In [4]:
import jsonlines
from sklearn.metrics import f1_score, accuracy_score

### Baseline - 1 : Human Assessment

The dataset had class imbalance where less than 5% of messages are annotated as lies. The first baseline is reproducing the results and is inspired by the methodology in the ACL 2020 Diplomacy paper. Here, we have established a human baseline by comparing the sender’s intended truthfulness labels with the receiver’s perceived truthfulness labels. The results obtained from our implementation replicate the results from the paper 

In [None]:
class Preprocessing_class:
    def __init__(self, file_path):
        self.file_path = file_path
        self.data = None
        self.aggregated_messages = None

    def load_data(self):
        with jsonlines.open(self.file_path, 'r') as reader:
            self.data = list(reader)
        return self.data
    
    @staticmethod
    def convert_to_bool(label):
        convert = lambda x: x if isinstance(x, bool) else True if x.lower() == 'true' else False
        return convert(label)
    
    @staticmethod
    def is_valid_label(label):
        return label in [True, False, 'true', 'false']

    def process_single_dialog(self, dialog):
        messages = dialog.get('messages', [])
        senders = dialog.get('sender_labels', [])
        receivers = dialog.get('receiver_labels', [])
        return [{'message': msg, 'sender_annotation': senders[i], 'receiver_annotation': receivers[i]}
            for i, msg in enumerate(messages)]

    def _aggregate_dialogs(self):
        if self.data is None: self.load_data()
        return [msg for dialog in self.data for msg in self.process_single_dialog(dialog)]
    
    def aggregate_data(self):
        self.aggregated_messages = self._aggregate_dialogs()
        return self.aggregated_messages

    def filter_valid_messages(self):
        if self.aggregated_messages is None:
            self.aggregate_data()
        valid_msgs = [{**msg,'sender_annotation': self.convert_to_bool(msg['sender_annotation']),'receiver_annotation': self.convert_to_bool(msg['receiver_annotation'])}
            for msg in self.aggregated_messages
            if Preprocessing_class.is_valid_label(msg['receiver_annotation'])
        ]
        return valid_msgs

    def get_labels(self):
        valid_msgs = self.filter_valid_messages()
        sender_labels = [0 if msg['sender_annotation'] else 1 for msg in valid_msgs]
        receiver_labels = [0 if msg['receiver_annotation'] else 1 for msg in valid_msgs]
        return sender_labels, receiver_labels

In [None]:
class Human_model_class:
    def __init__(self, sender_labels, receiver_labels):
        self.sender_labels = sender_labels
        self.receiver_labels = receiver_labels

    def compute_metric(self, metric_func, **kwargs):
        return metric_func(self.sender_labels, self.receiver_labels, **kwargs)

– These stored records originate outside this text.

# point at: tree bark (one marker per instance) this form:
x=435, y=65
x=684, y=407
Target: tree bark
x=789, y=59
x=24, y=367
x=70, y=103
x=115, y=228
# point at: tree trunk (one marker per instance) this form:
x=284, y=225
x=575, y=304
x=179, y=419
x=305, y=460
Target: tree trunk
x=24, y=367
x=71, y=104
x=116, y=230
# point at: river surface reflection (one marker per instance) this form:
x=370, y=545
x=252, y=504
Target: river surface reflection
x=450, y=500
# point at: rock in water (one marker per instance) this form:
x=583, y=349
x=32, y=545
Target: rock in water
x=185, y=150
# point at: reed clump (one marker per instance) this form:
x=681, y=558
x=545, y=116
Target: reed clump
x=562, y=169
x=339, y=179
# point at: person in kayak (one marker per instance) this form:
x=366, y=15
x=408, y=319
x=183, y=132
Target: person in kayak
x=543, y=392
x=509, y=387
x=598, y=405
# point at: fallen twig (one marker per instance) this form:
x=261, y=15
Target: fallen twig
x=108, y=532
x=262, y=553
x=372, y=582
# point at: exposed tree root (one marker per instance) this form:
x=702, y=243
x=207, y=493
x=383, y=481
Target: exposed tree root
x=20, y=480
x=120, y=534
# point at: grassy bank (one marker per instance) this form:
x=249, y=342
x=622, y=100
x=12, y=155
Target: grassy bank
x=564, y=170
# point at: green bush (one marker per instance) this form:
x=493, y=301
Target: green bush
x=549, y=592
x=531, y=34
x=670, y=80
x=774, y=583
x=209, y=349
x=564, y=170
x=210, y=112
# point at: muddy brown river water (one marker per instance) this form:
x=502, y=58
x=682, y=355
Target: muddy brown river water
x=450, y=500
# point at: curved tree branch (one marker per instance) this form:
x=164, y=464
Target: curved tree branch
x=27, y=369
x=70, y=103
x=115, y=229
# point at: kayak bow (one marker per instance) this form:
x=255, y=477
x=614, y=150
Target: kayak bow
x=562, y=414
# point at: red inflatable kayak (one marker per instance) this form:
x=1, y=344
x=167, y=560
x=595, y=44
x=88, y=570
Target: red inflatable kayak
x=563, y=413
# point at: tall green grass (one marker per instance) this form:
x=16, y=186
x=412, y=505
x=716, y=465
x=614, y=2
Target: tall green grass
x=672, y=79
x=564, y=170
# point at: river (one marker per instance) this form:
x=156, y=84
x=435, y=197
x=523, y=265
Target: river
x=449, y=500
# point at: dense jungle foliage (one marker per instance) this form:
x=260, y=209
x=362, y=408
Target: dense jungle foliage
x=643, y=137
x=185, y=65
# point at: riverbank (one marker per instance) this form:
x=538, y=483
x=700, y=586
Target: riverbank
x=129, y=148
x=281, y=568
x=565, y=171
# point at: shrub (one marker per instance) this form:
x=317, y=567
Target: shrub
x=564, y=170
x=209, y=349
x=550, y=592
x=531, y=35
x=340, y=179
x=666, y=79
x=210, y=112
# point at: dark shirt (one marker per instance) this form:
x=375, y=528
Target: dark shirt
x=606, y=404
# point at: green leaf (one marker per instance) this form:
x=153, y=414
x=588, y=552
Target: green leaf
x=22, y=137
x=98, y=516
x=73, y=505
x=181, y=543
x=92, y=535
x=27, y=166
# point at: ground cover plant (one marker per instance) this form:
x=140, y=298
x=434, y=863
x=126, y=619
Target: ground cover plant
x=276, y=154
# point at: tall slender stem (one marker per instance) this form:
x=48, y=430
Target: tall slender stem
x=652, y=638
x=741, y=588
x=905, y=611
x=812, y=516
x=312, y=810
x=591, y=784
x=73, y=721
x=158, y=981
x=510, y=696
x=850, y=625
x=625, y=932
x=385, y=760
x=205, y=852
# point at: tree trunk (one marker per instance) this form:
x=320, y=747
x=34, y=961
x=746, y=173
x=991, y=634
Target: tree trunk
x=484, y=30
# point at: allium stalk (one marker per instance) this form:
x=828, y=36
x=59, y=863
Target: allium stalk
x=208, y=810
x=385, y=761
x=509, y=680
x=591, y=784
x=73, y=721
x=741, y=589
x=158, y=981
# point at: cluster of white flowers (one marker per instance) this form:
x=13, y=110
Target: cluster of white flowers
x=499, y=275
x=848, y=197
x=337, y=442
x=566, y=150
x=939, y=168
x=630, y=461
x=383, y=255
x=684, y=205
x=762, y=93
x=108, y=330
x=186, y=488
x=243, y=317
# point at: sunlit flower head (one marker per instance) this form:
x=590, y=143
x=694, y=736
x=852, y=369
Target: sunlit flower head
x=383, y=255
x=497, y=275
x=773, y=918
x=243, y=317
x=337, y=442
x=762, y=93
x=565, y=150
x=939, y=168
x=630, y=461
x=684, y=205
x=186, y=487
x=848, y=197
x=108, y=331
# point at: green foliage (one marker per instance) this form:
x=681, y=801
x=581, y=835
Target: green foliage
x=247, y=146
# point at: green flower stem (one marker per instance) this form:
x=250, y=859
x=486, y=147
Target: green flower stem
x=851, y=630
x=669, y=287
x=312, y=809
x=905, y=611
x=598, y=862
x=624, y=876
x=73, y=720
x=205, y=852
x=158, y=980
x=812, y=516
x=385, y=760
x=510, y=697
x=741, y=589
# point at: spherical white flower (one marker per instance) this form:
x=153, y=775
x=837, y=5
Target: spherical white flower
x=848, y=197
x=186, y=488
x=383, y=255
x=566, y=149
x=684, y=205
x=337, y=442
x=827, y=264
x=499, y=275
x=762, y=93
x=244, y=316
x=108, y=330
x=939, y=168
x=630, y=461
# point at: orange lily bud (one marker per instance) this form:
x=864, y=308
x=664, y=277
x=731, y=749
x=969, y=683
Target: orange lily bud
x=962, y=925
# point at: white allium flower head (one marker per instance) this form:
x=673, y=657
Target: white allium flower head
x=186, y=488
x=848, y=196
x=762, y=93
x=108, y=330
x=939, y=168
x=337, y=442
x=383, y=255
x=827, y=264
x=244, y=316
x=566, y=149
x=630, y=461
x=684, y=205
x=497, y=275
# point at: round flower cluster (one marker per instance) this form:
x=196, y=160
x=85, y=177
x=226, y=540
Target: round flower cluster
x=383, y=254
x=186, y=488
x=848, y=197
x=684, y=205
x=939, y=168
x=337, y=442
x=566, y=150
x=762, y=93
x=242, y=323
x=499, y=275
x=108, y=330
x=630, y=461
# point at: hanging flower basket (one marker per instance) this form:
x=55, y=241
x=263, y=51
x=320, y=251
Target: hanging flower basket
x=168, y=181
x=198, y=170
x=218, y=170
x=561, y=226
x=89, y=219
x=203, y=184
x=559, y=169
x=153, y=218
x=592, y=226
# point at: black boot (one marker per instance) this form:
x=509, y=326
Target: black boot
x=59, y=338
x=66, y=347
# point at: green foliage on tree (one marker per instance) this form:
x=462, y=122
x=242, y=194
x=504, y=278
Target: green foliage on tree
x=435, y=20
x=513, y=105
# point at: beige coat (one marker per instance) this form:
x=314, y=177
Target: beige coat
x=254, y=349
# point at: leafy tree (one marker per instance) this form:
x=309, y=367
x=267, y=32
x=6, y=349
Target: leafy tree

    macro_f1 = lambda self: self.compute_metric(f1_score, average='macro', zero_division=0)
    lie_f1   = lambda self: self.compute_metric(f1_score, pos_label=1, average='binary', zero_division=0)
    accuracy = lambda self: self.compute_metric(accuracy_score)
    
    def compute_metrics(self):
        metrics = {"Macro F1 Score": self.macro_f1(),"Lie F1 Score": self.lie_f1(), "Accuracy": self.accuracy()}
        return metrics
    
    def label_distribution(self):
        sender_dist = {label: self.sender_labels.count(label) for label in set(self.sender_labels)}
        receiver_dist = {label: self.receiver_labels.count(label) for label in set(self.receiver_labels)}
        return sender_dist, receiver_dist

    def print_metrics(self):
        metrics = self.compute_metrics()
        formatted_metrics = {name: round(value, 3) for name, value in metrics.items()}
        print("Human Model Results : Baseline 1:")
        for name, value in formatted_metrics.items():
            print(f"  {name:<15}: {value}")

In [7]:
file_path = '/Users/varun/Desktop/College/sem6/NLP/Group Project/Data/test.jsonl'

dataset_preprocessing = Preprocessing_class(file_path)
dataset_preprocessing.load_data()
dataset_preprocessing.aggregate_data()
sender_labels, receiver_labels = dataset_preprocessing.get_labels()  

baseline_1 = Human_model_class(sender_labels, receiver_labels)
baseline_1.print_metrics()

Human Model Results : Baseline 1:
  Macro F1 Score : 0.581
  Lie F1 Score   : 0.226
  Accuracy       : 0.884